La roue [Part 1]

La roue
Abel Gance, 1923, 417’

A railway engineer adopts a young girl orphaned by a train crash. Years later when she starts getting suitors, he grapples with whether or not to tell her the truth about her parentage.

 

“Is movement not, in fact, drama? Movement, in art, is rhythm. The possibility of inventing new rhythms, of encapsulating the rhythms of life, of intensifying them and varying them infinitely, becomes, at a given moment, the essential problem for cinematographic techniques. I think I resolved this by inventing what has since been called rapid montage. It was in La Roue that I think we saw on the screen for the first time those images of a runaway train, of anger, or passion, of hatred that follow one another with increasing rapidity, one image generating another in an unpredictable rhythm and order, an eruption of visions which, at the time, people thought of as apocalyptic and which are now as common in our cinematographic syntax as enumeration or exclamation in literary syntax. [...]

It is not the images that make a film but the soul and the mind of the images and that is why some works leave a hidden trace whereas very beautiful visions do not remain in the memory for more than a week. Very beautiful films do not need to have beautiful images. [...]

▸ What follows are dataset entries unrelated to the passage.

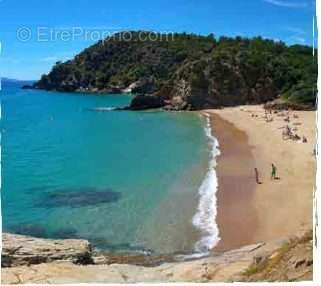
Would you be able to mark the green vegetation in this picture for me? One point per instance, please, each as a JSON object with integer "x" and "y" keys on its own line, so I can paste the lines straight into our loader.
{"x": 224, "y": 71}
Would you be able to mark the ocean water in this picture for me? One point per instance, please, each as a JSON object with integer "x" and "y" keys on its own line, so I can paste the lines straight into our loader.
{"x": 126, "y": 181}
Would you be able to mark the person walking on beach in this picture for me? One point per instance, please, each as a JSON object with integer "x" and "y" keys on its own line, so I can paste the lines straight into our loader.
{"x": 257, "y": 176}
{"x": 273, "y": 174}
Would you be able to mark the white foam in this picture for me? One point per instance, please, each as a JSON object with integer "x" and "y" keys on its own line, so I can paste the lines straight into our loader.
{"x": 205, "y": 218}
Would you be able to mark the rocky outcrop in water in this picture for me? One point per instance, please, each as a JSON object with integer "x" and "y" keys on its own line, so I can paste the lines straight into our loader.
{"x": 20, "y": 250}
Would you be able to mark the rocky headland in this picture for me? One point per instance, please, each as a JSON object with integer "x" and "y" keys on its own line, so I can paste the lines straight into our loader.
{"x": 190, "y": 72}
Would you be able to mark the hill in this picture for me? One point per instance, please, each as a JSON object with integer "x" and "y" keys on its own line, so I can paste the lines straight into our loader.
{"x": 187, "y": 71}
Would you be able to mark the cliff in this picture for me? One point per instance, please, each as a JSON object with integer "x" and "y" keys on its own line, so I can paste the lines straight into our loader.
{"x": 184, "y": 72}
{"x": 289, "y": 259}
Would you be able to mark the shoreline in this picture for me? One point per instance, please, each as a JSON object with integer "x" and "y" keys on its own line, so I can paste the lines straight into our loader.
{"x": 236, "y": 218}
{"x": 277, "y": 208}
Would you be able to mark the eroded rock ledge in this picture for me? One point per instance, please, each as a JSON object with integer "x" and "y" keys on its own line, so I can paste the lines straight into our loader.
{"x": 18, "y": 250}
{"x": 287, "y": 259}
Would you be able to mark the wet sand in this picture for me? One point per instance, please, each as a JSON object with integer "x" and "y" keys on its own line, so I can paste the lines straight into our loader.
{"x": 236, "y": 218}
{"x": 248, "y": 212}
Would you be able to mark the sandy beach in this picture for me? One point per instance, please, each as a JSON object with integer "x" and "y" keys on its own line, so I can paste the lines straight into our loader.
{"x": 249, "y": 212}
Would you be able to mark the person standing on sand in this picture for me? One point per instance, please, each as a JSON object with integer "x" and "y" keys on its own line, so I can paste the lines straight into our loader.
{"x": 257, "y": 176}
{"x": 273, "y": 174}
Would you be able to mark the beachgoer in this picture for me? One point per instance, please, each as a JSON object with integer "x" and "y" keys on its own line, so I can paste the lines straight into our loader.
{"x": 257, "y": 176}
{"x": 273, "y": 174}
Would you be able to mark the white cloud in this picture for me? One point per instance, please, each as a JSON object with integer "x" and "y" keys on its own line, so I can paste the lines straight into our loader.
{"x": 297, "y": 40}
{"x": 288, "y": 3}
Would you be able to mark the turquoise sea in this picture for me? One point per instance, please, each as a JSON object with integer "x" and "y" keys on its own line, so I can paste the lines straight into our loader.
{"x": 126, "y": 181}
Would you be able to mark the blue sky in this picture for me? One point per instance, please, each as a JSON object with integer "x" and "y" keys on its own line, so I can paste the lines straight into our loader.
{"x": 41, "y": 25}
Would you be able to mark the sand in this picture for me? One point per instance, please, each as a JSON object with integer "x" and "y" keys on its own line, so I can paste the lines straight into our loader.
{"x": 250, "y": 212}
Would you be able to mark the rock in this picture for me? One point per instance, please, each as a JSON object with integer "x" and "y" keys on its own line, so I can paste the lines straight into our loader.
{"x": 20, "y": 250}
{"x": 141, "y": 102}
{"x": 27, "y": 86}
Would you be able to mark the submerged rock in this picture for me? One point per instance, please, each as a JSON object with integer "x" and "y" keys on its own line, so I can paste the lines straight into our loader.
{"x": 20, "y": 250}
{"x": 77, "y": 197}
{"x": 141, "y": 102}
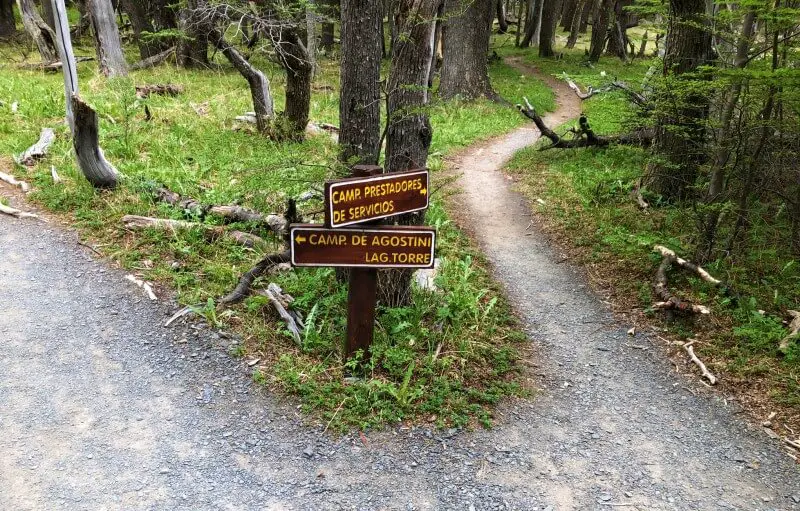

I have often in my films used more advanced and more daring techniques than my comrades. Essentially these techniques consist in bringing the fundamental laws of rhythm into the foreground. As you saw, this tendency is manifested in La Roue, through accelerated montage. [...] Violating most of our usual ways of seeing, I have at such moments speculated, then, on the rapid and simultaneous perception of the quarter or even an eighth of a second. The eyes of this generation can hardly bear the strain of these moments of paroxysm, but we have to construct this visual counterpoint which our children will consider elementary and which can to a great extent be apprehended even now if we are attentive enough.”

Abel Gance1

 

“Of course, not all of these highly experimental cinematic devices work; and, as Kehr argues, they are perhaps not even appropriate to a single film. But the very energy they and its creator (and surely his brilliant poetic assistant, Blaise Cendrars) exude cannot be dismissed. Even the intertitles, quoting major poets and writers (Kipling, Baudelaire, Hugo, and, yes, Cendrars) seem unable contain their larger ideas. The wheel turns and turns and turns with utter abandonment, throwing out everything before it and after. As Jean Cocteau remarked ‘There is cinema before and after La Roue, as there is painting before and after Picasso.’ Perhaps the best the way to think of Gance’s La Roue is not to experience it as a coherent movie, but rather as a series of cinematic pyro-technics. Gance clearly took a simple story and explored it with whatever arsenal he had in his head. If today it seems sometimes banal and outdated it is only because every filmmaker after him stole those ideas and embellished them so thoroughly that they became standard methods of filmmaking.”

Douglas Messerli2

 

“During production, Gance was also aware that his lead actor – and intimate friend – Séverin-Mars was gravely ill; he died in July 1921. Furthermore, just as Gance was beginning work on editing La Roue in April 1922, news arrived that his adoptive father Adolphe Gance had died. In his speech at Séverin-Mars’ memorial service in October, the filmmaker addressed his threefold grief by citing cinema as a kind of luminous memory-scape in which the dead underwent continual resurrection. Gance even read out a letter that he claimed had been written posthumously by the spirit of the deceased Séverin-Mars. The actor calls La Roue the first film capable of ‘stopping death in its tracks’, explaining, ‘I will return every evening upon the screens across the world, carrying on my shoulders the invisible weight of the cross of Fatality, which burdened before me the shoulders of Oedipus and of Prometheus.’ (Comœdia, 19 October 1922) It is an image Gance had already conjured in J’accuse, which climaxes with hundreds of dead soldiers returning to confront the living – before they depart, carrying their crosses towards the horizon.”

Paul Cuff3

  • 1Abel Gance, “The Cinema of Tomorrow,” 1929, quoted from Abel Gance. A Politics of Spectacle, Norman King, BFI Publishing, London, 1984.
  • 2Douglas Messerli, “As the Wheel Turns,” World Cinema Review, July 2016.
  • 3Paul Cuff, “The Cinema as Time Machine: Temporality and Duration in the Films of Abel Gance,” Aniki vol. 4 no. 2, 2017.